The alignment problem is typically framed as a technical challenge unique to artificial intelligence, but it emerges in any system that scales symbolic processing faster than it can maintain grounding. Wall Street financial models detach from their underlying real world assets. In the corporate setting, performance metrics replace the outcomes they were designed to track. Government bureaucracies drift toward rewarding compliance to process over effectiveness. In each case, the system remains fully operational while gradually losing its connection to the conditions it was built to represent.

Most current frameworks track how information moves (information theory), how systems optimize (economics), or how ideas spread (network theory), but they assume meaning stays intact. That’s not where things break. Systems drift when they continue optimizing for internal consistency while losing reference to reality. As information is compressed and propagated, the connection to underlying reality erodes. This is why systems can remain clear, consistent, and internally coherent while no longer pointing to what they were meant to represent.

This points to something deeper. Reality drift is not about choosing the wrong proxy. While Goodhart’s law or metric distortion describes what happens when a proxy stops tracking its target under optimization, it still treats the problem at the level of individual metrics. Drift emerges from the fact that all large systems operate on compressed representations to scale. This makes representational failure a limit of the system itself, not a failure of implementation. Even well designed systems will eventually lose correspondence to reality as they scale, because compression and grounding cannot be preserved at the same time.

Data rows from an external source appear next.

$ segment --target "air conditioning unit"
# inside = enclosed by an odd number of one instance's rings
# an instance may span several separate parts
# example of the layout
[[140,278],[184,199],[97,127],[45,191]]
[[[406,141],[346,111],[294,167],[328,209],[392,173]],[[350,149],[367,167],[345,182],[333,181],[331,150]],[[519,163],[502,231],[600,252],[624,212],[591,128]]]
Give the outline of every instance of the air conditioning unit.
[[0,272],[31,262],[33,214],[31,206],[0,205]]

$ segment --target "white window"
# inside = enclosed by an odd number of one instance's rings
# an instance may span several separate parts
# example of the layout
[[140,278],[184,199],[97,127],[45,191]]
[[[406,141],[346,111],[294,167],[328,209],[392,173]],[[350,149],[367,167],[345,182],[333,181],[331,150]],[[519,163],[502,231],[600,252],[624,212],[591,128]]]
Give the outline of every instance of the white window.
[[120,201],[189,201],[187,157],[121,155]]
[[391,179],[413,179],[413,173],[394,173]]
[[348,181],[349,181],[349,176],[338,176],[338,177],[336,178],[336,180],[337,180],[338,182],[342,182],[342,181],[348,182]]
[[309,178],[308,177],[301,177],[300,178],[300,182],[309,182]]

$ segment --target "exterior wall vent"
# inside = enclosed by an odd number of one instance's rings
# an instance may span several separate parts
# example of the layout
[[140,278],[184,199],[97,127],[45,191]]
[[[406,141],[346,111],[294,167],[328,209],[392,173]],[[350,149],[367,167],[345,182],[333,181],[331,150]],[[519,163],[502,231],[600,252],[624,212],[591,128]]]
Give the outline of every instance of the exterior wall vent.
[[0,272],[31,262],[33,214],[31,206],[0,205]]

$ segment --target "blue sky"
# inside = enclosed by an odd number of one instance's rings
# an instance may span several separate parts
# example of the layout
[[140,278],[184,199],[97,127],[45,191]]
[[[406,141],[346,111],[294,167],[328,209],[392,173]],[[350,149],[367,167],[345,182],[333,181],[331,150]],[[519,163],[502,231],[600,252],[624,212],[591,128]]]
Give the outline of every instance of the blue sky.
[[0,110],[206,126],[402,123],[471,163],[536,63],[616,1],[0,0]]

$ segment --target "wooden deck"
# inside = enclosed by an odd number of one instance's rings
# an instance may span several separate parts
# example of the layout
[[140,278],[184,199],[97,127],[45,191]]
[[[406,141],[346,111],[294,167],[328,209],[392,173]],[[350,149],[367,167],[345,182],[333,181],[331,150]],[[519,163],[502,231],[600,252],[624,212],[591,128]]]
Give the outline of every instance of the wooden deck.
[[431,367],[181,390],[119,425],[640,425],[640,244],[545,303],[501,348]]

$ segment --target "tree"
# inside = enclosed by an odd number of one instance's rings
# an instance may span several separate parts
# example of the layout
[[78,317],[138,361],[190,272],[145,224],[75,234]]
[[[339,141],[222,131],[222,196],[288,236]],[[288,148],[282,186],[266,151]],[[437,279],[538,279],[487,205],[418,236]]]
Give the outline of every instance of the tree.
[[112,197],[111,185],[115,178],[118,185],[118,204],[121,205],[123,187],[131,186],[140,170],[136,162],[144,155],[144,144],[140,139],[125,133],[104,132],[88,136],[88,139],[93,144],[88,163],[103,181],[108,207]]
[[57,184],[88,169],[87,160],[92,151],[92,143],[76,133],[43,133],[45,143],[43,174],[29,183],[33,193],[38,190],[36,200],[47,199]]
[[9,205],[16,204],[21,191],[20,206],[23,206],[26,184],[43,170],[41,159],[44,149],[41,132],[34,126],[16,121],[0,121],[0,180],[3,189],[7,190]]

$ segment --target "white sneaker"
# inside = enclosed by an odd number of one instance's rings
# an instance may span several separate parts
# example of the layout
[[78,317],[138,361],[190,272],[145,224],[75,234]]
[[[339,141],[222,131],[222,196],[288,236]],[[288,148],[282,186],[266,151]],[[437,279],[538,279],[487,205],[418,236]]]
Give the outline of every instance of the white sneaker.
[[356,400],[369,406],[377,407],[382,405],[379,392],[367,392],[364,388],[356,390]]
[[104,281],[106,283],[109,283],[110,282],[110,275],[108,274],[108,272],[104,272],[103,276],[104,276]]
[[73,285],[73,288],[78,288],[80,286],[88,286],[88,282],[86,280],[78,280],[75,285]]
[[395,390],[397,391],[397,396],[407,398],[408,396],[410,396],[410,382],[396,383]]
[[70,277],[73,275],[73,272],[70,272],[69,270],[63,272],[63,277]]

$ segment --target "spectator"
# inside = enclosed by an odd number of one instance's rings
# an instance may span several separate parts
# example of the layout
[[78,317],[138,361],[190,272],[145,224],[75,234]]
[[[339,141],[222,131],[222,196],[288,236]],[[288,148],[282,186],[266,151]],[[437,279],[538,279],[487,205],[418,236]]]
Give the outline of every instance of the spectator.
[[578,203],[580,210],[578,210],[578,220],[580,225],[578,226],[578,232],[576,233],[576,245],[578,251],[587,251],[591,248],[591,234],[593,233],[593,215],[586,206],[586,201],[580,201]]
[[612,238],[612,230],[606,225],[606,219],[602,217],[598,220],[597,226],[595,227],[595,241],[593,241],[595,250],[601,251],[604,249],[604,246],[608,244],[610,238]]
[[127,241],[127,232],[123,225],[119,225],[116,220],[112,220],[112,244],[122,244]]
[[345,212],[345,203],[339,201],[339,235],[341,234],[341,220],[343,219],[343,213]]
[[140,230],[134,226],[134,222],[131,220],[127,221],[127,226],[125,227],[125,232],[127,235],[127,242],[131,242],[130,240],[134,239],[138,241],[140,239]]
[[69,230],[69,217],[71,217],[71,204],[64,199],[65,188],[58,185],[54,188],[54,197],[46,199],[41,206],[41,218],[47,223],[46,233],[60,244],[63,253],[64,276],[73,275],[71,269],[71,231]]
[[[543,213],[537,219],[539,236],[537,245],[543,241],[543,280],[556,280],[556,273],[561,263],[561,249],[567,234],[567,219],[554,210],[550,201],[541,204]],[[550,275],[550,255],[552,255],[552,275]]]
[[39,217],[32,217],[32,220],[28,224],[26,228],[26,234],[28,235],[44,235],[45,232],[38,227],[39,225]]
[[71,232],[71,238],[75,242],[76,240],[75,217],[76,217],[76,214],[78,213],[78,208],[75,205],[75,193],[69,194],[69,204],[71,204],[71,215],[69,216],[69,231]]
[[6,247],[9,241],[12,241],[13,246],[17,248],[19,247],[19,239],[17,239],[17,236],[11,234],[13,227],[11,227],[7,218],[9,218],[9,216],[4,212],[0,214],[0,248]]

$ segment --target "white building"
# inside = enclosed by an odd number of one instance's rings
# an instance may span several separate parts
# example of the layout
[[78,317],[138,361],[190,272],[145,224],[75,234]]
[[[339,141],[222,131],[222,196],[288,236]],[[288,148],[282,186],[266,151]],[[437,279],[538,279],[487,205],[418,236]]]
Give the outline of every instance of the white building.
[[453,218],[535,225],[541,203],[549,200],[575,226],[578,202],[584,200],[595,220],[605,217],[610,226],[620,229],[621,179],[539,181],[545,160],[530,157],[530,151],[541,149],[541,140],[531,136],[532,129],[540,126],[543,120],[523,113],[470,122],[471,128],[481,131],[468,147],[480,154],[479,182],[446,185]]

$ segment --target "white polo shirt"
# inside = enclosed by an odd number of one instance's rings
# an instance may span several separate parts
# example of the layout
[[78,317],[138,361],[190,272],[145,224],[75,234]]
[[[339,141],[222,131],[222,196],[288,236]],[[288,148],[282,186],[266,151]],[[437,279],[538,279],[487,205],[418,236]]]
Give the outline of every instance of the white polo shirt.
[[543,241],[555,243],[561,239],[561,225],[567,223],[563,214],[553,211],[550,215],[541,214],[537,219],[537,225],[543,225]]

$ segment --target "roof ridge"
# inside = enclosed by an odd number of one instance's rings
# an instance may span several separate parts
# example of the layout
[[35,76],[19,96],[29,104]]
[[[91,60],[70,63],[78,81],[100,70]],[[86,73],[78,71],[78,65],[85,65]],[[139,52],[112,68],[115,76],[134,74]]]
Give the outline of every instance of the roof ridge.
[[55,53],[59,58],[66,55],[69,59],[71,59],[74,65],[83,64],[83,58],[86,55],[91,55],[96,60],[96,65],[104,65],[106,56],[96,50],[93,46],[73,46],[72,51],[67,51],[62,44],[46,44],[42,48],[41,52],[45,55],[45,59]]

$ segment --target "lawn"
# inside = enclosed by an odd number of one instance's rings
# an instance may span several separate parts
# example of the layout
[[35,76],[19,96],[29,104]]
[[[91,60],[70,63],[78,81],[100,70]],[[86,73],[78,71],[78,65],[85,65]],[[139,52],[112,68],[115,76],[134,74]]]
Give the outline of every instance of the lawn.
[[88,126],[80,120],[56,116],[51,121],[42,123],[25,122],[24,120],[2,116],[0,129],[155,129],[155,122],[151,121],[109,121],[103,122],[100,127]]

Shannon gave us the tools to move information at scale. What he set aside, by design, was whether meaning survives the journey. Addressing that requires treating semantic fidelity as a measurable constraint, not an afterthought. The question is not just whether a system produces accurate outputs, but whether those outputs preserve the intent, context, and correspondence that make them meaningful. That standard applies to AI systems, but also to institutions, governance structures, and the informational environments where shared understanding is built and maintained.

Looking back, it becomes clear that meaning was never incidental. It is the constraint that keeps language tethered to reality. It is what makes representations bind. The information age optimized for signal. But what comes next has to account for meaning not as a philosophical concern, but as infrastructure. The systems we rely on to represent reality are only as trustworthy as their grounding, and that grounding is eroding faster than we are measuring it.

The absence of failure is not proof of alignment. It is only an indication that drift has not yet become undeniable.